In 1998, Canadian visits to the U.S. dropped 11 per cent over the previous year, with the biggest plunge in Saskatchewan, at a precipitous 23 per cent. Over the longer term, visits were down an astounding 30 percent from 1991’s Canadian total of 19.1 million. Marano told a Toronto trism meeting last week that she expects the loonie to be worth about 70.5 cents by the end of 2003. That, combined with a Canadian economy that is continuing to strengthen, should put most of us back over the border at least once a year or so.

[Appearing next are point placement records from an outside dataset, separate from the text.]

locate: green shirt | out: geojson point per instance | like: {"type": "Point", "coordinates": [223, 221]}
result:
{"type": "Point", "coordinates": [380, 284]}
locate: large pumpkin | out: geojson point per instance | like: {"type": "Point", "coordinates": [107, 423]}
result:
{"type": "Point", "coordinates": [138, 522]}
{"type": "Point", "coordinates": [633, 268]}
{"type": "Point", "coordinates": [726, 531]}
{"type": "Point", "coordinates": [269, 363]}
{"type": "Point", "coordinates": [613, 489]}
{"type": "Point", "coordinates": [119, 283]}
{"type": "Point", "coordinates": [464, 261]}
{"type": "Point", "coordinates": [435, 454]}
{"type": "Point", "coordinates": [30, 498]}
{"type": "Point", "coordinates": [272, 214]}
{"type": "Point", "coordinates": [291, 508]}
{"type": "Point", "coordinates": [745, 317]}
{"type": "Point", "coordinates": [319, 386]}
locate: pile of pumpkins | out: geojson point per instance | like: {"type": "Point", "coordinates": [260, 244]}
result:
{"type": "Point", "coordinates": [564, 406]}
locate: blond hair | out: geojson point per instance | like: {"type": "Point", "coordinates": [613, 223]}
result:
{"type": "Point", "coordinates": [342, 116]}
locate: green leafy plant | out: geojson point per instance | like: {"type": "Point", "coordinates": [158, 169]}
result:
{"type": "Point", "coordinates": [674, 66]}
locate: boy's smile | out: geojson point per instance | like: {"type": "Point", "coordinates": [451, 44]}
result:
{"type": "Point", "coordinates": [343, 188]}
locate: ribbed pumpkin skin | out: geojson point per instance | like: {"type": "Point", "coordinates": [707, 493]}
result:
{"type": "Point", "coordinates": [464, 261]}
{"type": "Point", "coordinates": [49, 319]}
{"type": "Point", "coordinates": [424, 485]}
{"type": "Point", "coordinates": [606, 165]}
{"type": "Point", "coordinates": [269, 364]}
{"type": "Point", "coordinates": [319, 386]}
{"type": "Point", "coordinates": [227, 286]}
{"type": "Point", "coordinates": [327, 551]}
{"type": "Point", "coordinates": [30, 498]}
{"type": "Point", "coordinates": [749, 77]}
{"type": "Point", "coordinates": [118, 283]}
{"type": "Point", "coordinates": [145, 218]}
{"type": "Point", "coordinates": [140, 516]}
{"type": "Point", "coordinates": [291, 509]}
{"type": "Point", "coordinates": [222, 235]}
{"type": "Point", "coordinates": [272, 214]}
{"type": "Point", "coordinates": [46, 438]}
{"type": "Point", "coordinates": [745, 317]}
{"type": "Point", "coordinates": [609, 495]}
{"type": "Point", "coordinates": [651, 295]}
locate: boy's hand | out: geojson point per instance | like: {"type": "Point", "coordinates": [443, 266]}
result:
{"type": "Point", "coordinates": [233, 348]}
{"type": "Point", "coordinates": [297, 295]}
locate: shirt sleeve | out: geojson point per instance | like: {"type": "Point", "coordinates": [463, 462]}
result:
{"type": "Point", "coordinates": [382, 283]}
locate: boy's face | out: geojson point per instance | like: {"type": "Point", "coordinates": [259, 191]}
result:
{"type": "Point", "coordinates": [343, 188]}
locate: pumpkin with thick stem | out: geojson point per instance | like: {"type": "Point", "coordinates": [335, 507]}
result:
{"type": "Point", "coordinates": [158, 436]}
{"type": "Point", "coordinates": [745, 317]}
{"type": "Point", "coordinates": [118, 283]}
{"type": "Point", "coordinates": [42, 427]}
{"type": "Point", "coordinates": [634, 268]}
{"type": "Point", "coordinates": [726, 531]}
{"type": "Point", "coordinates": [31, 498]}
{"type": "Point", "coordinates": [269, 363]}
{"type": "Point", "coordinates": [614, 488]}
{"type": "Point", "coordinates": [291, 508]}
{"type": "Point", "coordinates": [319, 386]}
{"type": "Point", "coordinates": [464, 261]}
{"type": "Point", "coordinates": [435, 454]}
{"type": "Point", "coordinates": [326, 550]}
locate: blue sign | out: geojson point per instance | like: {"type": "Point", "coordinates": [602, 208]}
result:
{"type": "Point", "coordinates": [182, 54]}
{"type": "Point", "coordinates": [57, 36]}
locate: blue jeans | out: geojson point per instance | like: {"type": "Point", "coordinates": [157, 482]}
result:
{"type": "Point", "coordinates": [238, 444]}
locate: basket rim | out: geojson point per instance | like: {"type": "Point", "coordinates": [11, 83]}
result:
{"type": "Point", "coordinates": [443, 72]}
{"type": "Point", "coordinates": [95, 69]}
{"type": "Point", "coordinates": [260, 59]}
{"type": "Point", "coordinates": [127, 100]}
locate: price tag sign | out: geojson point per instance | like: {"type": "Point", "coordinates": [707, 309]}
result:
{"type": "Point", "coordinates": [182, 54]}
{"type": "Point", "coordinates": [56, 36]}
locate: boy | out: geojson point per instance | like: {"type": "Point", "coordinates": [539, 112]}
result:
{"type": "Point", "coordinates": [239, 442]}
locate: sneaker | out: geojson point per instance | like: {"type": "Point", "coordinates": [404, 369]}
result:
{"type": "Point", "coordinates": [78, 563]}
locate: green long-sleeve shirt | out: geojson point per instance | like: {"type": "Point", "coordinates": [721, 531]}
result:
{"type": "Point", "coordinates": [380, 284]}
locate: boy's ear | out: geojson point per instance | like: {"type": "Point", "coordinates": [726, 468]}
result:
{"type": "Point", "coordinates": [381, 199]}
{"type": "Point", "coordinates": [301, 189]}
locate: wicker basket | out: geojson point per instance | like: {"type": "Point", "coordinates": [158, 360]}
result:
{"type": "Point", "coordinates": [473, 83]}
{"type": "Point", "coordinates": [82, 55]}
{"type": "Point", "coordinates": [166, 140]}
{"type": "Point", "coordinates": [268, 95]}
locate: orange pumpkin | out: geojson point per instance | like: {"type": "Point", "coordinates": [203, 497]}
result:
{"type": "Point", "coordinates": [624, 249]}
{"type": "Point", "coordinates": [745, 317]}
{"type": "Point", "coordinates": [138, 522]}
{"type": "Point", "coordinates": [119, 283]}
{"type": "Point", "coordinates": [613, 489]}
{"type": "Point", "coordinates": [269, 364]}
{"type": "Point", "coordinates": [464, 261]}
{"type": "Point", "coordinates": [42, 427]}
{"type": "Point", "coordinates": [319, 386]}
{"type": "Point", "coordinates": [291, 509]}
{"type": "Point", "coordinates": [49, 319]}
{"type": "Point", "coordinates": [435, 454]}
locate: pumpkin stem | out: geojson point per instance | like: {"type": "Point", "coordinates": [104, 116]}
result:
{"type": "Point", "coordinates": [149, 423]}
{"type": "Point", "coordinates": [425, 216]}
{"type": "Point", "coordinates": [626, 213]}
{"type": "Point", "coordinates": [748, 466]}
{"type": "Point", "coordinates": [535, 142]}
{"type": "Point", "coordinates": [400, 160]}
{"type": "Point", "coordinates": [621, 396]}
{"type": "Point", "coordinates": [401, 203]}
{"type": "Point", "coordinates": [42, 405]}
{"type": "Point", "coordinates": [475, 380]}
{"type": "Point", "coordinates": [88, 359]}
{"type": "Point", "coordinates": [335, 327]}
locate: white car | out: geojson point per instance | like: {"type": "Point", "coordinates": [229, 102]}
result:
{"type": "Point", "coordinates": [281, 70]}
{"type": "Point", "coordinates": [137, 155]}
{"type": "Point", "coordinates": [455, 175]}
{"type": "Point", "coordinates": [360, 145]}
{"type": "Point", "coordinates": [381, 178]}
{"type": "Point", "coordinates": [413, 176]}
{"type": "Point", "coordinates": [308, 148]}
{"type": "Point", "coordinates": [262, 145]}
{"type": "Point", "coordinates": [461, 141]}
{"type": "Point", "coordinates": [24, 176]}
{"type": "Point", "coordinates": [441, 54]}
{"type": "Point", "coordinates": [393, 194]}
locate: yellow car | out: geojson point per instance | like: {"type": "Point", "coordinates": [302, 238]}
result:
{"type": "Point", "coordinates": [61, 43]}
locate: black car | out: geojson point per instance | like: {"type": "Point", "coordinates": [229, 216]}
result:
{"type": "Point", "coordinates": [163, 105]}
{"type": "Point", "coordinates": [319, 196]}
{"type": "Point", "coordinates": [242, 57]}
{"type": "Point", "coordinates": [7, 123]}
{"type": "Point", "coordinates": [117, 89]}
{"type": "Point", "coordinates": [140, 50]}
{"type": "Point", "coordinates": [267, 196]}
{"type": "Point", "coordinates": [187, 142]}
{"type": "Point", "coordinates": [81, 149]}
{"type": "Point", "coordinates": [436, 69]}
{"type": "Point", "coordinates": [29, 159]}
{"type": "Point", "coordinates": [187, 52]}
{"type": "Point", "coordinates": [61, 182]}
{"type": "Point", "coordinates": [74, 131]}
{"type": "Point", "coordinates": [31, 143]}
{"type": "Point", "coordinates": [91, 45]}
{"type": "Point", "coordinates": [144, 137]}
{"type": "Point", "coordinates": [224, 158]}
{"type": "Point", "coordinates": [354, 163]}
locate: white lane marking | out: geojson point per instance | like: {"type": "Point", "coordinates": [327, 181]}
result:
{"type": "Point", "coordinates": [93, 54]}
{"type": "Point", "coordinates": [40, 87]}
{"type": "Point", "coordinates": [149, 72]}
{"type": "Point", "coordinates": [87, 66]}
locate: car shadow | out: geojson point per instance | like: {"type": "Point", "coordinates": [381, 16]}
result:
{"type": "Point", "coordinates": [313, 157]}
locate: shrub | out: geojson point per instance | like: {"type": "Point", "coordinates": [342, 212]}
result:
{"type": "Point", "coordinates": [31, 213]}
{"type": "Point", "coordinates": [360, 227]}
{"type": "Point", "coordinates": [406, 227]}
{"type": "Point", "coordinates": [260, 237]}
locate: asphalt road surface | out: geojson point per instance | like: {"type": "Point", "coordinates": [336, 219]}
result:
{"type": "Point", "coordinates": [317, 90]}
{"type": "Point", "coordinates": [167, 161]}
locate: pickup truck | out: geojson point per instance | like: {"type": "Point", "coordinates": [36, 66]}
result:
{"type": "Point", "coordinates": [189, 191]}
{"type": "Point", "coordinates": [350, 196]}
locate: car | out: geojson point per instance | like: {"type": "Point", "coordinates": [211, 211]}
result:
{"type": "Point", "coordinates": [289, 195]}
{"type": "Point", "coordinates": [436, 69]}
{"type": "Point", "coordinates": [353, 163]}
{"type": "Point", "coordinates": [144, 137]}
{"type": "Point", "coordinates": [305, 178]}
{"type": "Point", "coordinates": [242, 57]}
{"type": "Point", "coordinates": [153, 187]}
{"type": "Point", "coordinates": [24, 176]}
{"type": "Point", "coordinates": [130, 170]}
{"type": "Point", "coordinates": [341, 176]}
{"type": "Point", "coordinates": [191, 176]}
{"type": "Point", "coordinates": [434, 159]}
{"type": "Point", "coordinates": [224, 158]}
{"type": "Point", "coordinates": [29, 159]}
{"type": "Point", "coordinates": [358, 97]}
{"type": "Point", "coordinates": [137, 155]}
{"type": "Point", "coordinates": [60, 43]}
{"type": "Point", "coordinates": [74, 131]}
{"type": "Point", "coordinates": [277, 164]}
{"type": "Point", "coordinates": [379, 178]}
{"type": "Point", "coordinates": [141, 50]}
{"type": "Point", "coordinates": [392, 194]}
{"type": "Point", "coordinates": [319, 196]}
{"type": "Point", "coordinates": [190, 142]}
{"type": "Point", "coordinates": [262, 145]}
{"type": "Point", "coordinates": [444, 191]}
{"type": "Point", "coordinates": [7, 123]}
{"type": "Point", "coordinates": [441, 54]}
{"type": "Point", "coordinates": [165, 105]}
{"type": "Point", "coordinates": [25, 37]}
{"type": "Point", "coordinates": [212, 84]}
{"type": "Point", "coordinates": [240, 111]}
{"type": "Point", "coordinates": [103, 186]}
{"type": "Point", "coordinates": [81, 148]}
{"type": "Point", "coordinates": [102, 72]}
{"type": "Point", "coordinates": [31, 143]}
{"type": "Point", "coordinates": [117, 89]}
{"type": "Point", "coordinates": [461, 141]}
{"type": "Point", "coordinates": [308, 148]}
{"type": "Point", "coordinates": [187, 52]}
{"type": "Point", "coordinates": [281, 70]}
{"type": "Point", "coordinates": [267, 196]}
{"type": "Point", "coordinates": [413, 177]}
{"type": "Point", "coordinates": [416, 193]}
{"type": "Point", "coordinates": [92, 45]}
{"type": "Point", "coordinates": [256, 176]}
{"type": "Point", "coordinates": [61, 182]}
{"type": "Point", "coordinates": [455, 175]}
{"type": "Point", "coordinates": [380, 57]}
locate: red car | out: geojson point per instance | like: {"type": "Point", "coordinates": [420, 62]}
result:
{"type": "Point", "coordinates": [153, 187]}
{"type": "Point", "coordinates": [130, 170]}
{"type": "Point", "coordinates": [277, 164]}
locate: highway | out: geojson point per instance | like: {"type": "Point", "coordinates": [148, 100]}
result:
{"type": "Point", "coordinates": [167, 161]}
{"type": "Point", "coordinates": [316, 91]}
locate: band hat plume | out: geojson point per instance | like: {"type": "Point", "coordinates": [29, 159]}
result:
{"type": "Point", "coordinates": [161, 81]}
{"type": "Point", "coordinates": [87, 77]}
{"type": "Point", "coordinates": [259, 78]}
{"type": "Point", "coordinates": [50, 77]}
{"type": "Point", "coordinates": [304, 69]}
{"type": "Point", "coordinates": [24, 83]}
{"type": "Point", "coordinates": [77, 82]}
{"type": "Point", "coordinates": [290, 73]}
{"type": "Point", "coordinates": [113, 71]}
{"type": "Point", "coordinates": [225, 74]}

Here’s hoping the predictions are correct. We all like to support local and Canadian tourism industries, but we also like to have a little more choice in our vacation destinations. A dollar that is valued at little more than half of its American counterpart severely limits choices for all but the wealthy. In the meantime, American tourism operators should step up their efforts to get us down south, as Marano told the meeting.

“It behooves the states now to buoy up their efforts to woo the Canadians back to the U.S.,” she said. “We need to change that tide.”